Salah satu langkah yang ditempuh adalah pengembangan wisata Kolam Renang Cikomboy yang dikhususkan bagi pengunjung dewasa.
Kuwu Matangaji, Rusnadi mengatakan, pengembangan kolam renang tersebut berawal dari inisiatif desa memanfaatkan lahan tanah kas desa (TKD) yang sebelumnya tidak produktif.
Adapun pembangunan tahap awal dilakukan dengan dana pribadi sebelum akhirnya mendapat dukungan pemerintah daerah.
“Awalnya pembangunan kami lakukan dengan dana pribadi. Setelah Desa Matangaji mendapatkan Surat Keputusan Desa Wisata dari Dinas Kebudayaan dan Pariwisata Kabupaten Cirebon, barulah ada dukungan anggaran dari Dana Desa dan PADes,” kata Rusnadi, Senin (26/1/2026).
Ia menjelaskan, desa menerima alokasi Dana Desa sebesar Rp 68 juta dan PADes sekitar Rp 57 juta.

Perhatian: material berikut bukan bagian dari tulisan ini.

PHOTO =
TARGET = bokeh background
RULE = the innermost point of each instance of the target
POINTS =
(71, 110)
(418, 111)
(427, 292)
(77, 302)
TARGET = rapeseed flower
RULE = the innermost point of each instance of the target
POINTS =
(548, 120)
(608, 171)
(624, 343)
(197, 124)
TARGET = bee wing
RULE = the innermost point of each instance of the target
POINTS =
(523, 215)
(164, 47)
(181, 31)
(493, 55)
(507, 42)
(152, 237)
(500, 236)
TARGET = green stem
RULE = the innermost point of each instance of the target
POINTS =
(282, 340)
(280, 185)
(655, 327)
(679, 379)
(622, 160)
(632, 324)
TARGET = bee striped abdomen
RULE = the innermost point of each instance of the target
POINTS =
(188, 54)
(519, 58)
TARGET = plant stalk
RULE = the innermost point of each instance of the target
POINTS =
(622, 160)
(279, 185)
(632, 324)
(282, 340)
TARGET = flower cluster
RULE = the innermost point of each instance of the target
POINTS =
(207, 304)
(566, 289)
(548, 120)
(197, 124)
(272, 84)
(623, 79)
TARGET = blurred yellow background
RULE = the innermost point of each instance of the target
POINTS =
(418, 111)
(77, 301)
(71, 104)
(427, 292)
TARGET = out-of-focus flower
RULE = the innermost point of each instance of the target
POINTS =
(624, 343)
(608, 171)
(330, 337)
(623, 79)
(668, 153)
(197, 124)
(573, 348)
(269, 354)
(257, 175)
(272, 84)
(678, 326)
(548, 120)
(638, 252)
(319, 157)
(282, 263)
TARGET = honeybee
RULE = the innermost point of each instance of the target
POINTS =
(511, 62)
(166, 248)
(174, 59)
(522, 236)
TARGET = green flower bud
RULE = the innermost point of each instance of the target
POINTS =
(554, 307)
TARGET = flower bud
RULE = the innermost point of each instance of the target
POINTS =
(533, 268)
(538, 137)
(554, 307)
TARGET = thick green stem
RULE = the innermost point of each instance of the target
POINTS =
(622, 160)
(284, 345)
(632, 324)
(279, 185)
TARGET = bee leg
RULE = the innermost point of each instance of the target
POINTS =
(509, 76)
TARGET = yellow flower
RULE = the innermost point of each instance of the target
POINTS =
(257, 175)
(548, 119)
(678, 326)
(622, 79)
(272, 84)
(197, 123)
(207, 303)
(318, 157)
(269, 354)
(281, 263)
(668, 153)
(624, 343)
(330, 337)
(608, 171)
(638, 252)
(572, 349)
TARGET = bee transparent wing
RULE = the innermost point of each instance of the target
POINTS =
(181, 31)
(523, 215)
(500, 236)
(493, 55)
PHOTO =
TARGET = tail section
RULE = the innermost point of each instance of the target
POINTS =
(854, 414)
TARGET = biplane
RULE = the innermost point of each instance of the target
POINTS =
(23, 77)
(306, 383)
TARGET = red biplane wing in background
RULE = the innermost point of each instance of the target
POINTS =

Dana tersebut kemudian digunakan untuk melanjutkan pembangunan dan penataan kawasan wisata kolam renang.
“Dari modal awal itu, alhamdulillah pembangunan bisa terus berlanjut. Sampai sekarang total pengembangan Kolam Renang Cikomboy sudah menembus lebih dari Rp 1 miliar,” ujarnya.
Menurut Rusnadi, pengembangan wisata kolam renang ini juga merupakan tindak lanjut dari prioritas penggunaan Dana Desa serta hasil studi banding ke salah satu desa wisata di Surabaya, Jawa Timur.

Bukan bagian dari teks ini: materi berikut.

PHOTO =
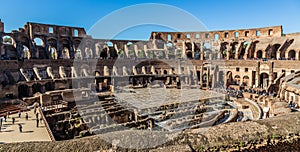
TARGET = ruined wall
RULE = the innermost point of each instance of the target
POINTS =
(274, 31)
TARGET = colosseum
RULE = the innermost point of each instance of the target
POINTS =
(81, 86)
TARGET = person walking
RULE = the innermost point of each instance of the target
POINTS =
(19, 113)
(37, 122)
(13, 120)
(26, 116)
(37, 115)
(20, 127)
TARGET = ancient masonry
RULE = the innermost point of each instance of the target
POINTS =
(54, 64)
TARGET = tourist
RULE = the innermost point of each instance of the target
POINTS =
(37, 115)
(19, 113)
(20, 127)
(37, 122)
(26, 116)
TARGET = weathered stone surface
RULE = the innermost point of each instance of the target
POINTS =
(280, 132)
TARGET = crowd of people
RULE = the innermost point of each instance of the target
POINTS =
(8, 116)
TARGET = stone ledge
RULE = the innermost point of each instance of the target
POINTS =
(271, 133)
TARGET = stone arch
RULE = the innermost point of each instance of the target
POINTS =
(25, 52)
(38, 41)
(275, 50)
(224, 49)
(53, 53)
(264, 80)
(141, 54)
(65, 50)
(243, 50)
(237, 79)
(229, 78)
(189, 54)
(8, 40)
(78, 54)
(291, 55)
(50, 86)
(23, 91)
(37, 87)
(259, 54)
(9, 50)
(246, 80)
(39, 49)
(165, 72)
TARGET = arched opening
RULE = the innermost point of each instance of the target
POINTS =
(65, 50)
(224, 50)
(8, 49)
(275, 48)
(65, 53)
(229, 79)
(204, 80)
(259, 54)
(221, 78)
(165, 72)
(292, 55)
(25, 52)
(38, 41)
(37, 87)
(49, 86)
(189, 54)
(110, 44)
(141, 54)
(53, 53)
(264, 80)
(216, 37)
(245, 80)
(39, 49)
(237, 79)
(23, 91)
(78, 54)
(8, 40)
(243, 50)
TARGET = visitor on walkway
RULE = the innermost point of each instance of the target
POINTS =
(26, 116)
(20, 127)
(37, 122)
(19, 113)
(37, 115)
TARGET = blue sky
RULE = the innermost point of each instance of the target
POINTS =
(214, 14)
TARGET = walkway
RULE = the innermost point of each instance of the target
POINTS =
(10, 133)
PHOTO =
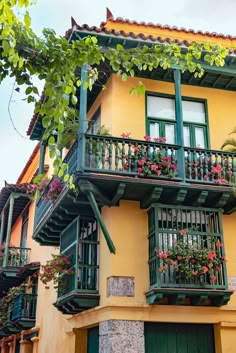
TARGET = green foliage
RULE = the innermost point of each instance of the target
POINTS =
(191, 258)
(23, 54)
(230, 143)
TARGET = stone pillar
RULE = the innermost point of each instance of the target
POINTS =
(121, 336)
(225, 333)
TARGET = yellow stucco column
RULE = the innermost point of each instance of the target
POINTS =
(26, 346)
(35, 341)
(77, 341)
(225, 333)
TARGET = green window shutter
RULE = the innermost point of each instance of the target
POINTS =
(93, 340)
(178, 338)
(161, 121)
(204, 227)
(79, 241)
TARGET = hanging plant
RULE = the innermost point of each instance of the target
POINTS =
(191, 259)
(55, 269)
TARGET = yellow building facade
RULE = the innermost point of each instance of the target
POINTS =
(130, 289)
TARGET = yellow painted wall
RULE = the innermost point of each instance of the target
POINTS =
(128, 112)
(127, 225)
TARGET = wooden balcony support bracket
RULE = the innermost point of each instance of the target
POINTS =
(90, 190)
(82, 120)
(41, 157)
(223, 199)
(85, 186)
(2, 227)
(188, 296)
(118, 194)
(152, 197)
(201, 199)
(180, 196)
(12, 198)
(8, 236)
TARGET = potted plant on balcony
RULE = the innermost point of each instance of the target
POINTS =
(191, 261)
(149, 162)
(54, 270)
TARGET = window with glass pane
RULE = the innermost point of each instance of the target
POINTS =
(160, 110)
(94, 123)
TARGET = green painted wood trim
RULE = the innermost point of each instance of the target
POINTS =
(2, 226)
(179, 123)
(98, 215)
(163, 122)
(82, 120)
(8, 237)
(41, 157)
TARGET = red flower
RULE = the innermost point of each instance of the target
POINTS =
(219, 245)
(213, 279)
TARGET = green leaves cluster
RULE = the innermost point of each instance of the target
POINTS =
(57, 61)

Sebelum dikembangkan, lahan TKD tersebut hanya disewakan dengan nilai Rp 600.000 hingga Rp 1,5 juta per tahun karena dinilai kurang produktif untuk pertanian. Namun, setelah dimanfaatkan sebagai kawasan wisata, pendapatan desa meningkat signifikan.

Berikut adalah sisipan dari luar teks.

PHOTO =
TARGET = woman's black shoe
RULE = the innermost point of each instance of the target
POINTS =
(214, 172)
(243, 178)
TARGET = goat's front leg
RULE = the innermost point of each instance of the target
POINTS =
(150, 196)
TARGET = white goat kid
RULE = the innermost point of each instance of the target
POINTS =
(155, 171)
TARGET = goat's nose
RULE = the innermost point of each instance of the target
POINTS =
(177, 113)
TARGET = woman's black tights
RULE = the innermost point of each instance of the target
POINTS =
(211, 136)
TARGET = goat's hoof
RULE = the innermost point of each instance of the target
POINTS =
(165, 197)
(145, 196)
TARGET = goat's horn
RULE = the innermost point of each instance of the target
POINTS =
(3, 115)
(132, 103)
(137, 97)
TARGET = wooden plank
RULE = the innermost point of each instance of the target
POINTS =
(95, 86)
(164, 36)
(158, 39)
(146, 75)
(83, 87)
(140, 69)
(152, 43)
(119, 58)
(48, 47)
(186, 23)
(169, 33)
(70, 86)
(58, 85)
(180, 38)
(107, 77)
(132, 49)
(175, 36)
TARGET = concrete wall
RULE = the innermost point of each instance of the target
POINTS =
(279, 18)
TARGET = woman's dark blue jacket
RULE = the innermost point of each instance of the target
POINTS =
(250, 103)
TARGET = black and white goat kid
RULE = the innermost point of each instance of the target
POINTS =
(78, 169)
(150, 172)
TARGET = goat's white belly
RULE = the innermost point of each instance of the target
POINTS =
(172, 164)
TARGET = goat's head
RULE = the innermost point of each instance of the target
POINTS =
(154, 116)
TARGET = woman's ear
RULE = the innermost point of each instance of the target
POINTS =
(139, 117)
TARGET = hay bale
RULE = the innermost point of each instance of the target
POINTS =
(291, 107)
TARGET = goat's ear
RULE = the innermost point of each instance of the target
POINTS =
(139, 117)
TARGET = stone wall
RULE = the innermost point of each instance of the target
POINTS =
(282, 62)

“Sekarang PADes dari kolam renang bisa mencapai sekitar Rp 50 juta per bulan. Ini jauh berbeda dibanding sebelumnya,” kata Rusnadi.
Selain meningkatkan pendapatan desa, keberadaan Kolam Renang Cikomboy juga berdampak pada perekonomian masyarakat sekitar, khususnya pelaku usaha mikro, kecil, dan menengah (UMKM).
“Dalam waktu delapan bulan operasional, pendapatan kotor yang dihasilkan mencapai Rp 470 juta, dengan pendapatan bersih sekitar Rp 225 juta. UMKM di sekitar lokasi juga ikut tumbuh,” ucapnya.
Jumlah kunjungan wisatawan pun terus mengalami peningkatan, terutama pada akhir pekan dan hari libur nasional. Pada Desember 2025, tercatat sekitar 17.000 pengunjung datang ke Kolam Renang Cikomboy.
Ke depan, Pemerintah Desa Matangaji berencana mengembangkan fasilitas penunjang seperti rumah makan, restoran, dan coffee shop guna melengkapi sarana dan prasarana kawasan wisata tersebut.
“Pengembangan ini kami harapkan bisa membuat wisata desa semakin menarik dan berdampak lebih luas bagi kesejahteraan masyarakat,” kata Rusnadi.